Federal Labor Officials Find Nine Violations At Hershey Plant
HARRISBURG, Pa. (AP) — Federal labor officials announced Tuesday they found nine workplace violations at a candy repackaging and distribution facility owned by The Hershey Co. and operated by Exel Inc., the site of protests last summer by foreign student workers.
The Occupational Safety and Health Administration proposed penalties of $283,000 against Exel after inspections that were prompted by a complaint by the National Guestworker Alliance on the students' behalf. It also proposed a $5,000 fine against SHS Staffing Solutions, which helped place the students.
The agency said six of the violations lodged against Exel, of Westerville, Ohio, were willful, for not recording injuries and illnesses over a four-year period and not taking required steps to protect workers' hearing.
The citation of SHS, of Lemoyne, Pa., was for not training employees regarding safe handling of high-energy equipment. A current phone listing for SHS could not be located.
The Exel citations documented cases of workers being hit by falling boxes, being cut by cardboard and suffering a variety of injuries.
Exel spokeswoman Lynn Anderson said the company planned to fight the findings, adding that they involved only the co-packing area within the Palmyra facility, and that they mostly involved record-keeping.
Hershey spokesman Jeff Beckman said the company was confident Exel would adjust its practices to address the OSHA concerns.
Alliance legal director Jennifer Rosenbaum said the citations demonstrated that Exel did not maintain a health and safety system that would allow someone to work there on a permanent, long-term basis.
"These are the kinds of violations that are supposed to be the wake-up call for an employer to improve its health and safety regime internally," Rosenbaum said.
In August, concerns about working conditions led more than 100 foreign students who worked at the facility to protest in adjacent Hershey, saying they took the jobs in the belief they would be participating in a cultural exchange, not to be working at low-paying menial jobs that left them little time or energy to do much else.

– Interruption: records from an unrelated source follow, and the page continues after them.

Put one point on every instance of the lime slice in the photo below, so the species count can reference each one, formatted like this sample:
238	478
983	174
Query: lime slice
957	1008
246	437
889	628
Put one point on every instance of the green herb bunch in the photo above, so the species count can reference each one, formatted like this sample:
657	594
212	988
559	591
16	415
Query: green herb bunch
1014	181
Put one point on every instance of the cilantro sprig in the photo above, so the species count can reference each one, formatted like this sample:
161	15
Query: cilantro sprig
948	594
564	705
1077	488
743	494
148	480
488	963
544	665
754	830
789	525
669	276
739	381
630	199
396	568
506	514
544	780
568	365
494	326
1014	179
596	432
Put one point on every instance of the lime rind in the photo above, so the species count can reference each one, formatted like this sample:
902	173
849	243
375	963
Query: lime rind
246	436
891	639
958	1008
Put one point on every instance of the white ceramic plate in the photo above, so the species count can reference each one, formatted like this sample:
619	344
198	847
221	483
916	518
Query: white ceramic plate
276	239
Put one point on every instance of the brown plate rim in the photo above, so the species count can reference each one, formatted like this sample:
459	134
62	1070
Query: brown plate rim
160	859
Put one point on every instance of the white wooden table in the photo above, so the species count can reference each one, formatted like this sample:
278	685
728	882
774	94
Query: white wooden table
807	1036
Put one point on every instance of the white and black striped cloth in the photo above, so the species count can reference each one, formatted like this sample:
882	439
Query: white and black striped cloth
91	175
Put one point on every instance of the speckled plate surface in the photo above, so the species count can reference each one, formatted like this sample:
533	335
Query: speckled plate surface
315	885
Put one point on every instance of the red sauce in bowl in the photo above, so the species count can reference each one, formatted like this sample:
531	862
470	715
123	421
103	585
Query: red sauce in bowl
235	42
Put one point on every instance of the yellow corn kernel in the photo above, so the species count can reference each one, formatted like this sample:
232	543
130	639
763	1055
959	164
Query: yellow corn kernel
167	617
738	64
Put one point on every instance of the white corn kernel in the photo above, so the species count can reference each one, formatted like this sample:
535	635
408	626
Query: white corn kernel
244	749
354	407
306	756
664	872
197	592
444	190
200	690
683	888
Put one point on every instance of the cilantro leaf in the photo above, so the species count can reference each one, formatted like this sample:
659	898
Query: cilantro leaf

Anderson said Exel subsequently decided to end its practice of hiring people who hold J-1 Summer Work Travel visas issued by the U.S. Department of State.
The Department of Labor said its wage and hour division has been investigating possible violations regarding those students by the Council for Educational Travel, USA, which sponsored the students, and that a dispute over the agency's subpoena of the organization remains in federal court. Messages seeking comment from CETUSA were not immediately returned.
Last month, the Department of State proposed changes to the J-1 program, in which more than 100,000 foreign college students work in the United States for up to four months. The proposal would ban jobs in factories or warehouses and in the adult entertainment industry, including strip clubs and massage parlors.